Epitaffi e arte funeraria hanno il tatto di suggerire solo idee consolatrici; ma Platone, Epicuro, Lucrezio e altri ancora ci ripetono che le anime degli agonizzanti erano spesso agitate dal ricordo delle loro colpe e dei loro delitti, e che erano angosciate dalla prospettiva di dovere di lì a poco presentarsi davanti agli dèi che li punirebbero; sono affermazioni che ci sembrano comprensibili. La paura dei moribondi non si riferiva ai castighi mitologici in quegl’inferni fantastici che nessuno aveva mai preso alla lettera; erano «gli dèi» che facevano paura, perché sempre si era saputo che «gli dèi» erano giusti, che esercitavano la provvidenza e la vendetta, senza peraltro chiedersi come, in concreto, operassero: essi erano là per vendicare la coscienza umana. «Quello scellerato — scrive Valerio Massimo — spirò pensando alle sue perfidie e alla sua ingratitudine; la sua anima era dilaniata come da un carnefice, perché sapeva di passare dagli dèi del cielo che lo odiavano agli dèi di sotterra che lo esecrerebbero».

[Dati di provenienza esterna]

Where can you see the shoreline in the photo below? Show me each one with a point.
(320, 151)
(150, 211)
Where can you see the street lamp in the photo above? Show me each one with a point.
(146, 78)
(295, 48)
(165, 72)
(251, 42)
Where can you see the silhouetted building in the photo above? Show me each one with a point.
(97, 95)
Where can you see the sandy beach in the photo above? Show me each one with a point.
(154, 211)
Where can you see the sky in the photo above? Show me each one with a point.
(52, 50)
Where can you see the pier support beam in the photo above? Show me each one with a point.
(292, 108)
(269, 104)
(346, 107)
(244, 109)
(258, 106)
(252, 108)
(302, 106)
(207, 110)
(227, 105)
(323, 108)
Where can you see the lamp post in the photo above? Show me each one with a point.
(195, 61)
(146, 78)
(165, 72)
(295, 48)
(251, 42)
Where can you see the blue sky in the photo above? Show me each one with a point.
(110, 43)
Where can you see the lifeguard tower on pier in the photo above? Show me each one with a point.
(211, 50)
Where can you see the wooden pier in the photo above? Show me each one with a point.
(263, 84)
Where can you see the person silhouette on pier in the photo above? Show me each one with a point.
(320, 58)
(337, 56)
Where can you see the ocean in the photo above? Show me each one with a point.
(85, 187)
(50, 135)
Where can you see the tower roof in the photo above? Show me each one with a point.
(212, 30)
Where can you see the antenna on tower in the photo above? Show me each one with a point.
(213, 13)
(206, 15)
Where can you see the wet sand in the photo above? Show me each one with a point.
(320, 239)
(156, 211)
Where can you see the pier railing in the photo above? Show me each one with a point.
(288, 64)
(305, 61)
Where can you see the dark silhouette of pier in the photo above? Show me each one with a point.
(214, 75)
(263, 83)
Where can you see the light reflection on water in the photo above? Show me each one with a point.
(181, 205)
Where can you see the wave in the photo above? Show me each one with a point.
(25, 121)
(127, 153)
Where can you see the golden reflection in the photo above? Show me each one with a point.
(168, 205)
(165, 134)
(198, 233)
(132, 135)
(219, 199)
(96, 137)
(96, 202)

Non crediamo che l’epicureo Lucrezio abbia esagerato nel dipingere i rimorsi degli agonizzanti, per fare apparire più decisamente indispensabile la filosofia della sua setta volta a tranquillizzare l’animo. Diceva la verità: il paganesimo, religione di feste, si arricchiva di prospettive etiche, fonti di ansietà che non poteva sedare; perché non era una religione della salvezza, che rassicura i suoi fedeli offrendo loro una regola di vita in questo mondo cui attribuisce la funzione di assicurare la salvezza dell’altro mondo. Una simile regola di vita andava chiesta alle dottrine che esprimevano un ideale del saggio, alla filosofia degli epicurei, a quella degli stoici, ad altre ancora; dottrine che promettevano di sottrarre l’individuo all’angoscia, di renderlo felice, cioè tranquillo.

POUL VEYNE

Da “La vita privata nell’impero romano”, di P Veyne – Laterza

Foto: Rete

 

NOTE

1 L’iconografia bacchica è più che decorativa e meno che religiosa in senso pieno. La chiave del problema sta in un’idea di Jean-Claude Passeron la cui importanza teorica ci sembra grande: la lingua delle immagini non è assertoria: un’immagine non può affermare, ma nemmeno negare e dire «un po’», «forse», «domani», ecc., di ciò che mette innanzi agli occhi. L’iconografia bacchica è una seducente proposta che non esige risposta e che lascia in forse circa l’entità della sua realtà. E questo non perché ogni simbolismo, come si dice, sia fluido, suscettibile di mille interpretazioni: essa non esige neppure che si risponda con un sì o con un no, che si sappia ciò che si pensa di Bacco. L’immagine, trovandosi al di qua dell’affermazione, non prende partito e non esige che si prenda partito.  Ma che un’immagine non sia assertoria non significa tuttavia che sia solo decorativa.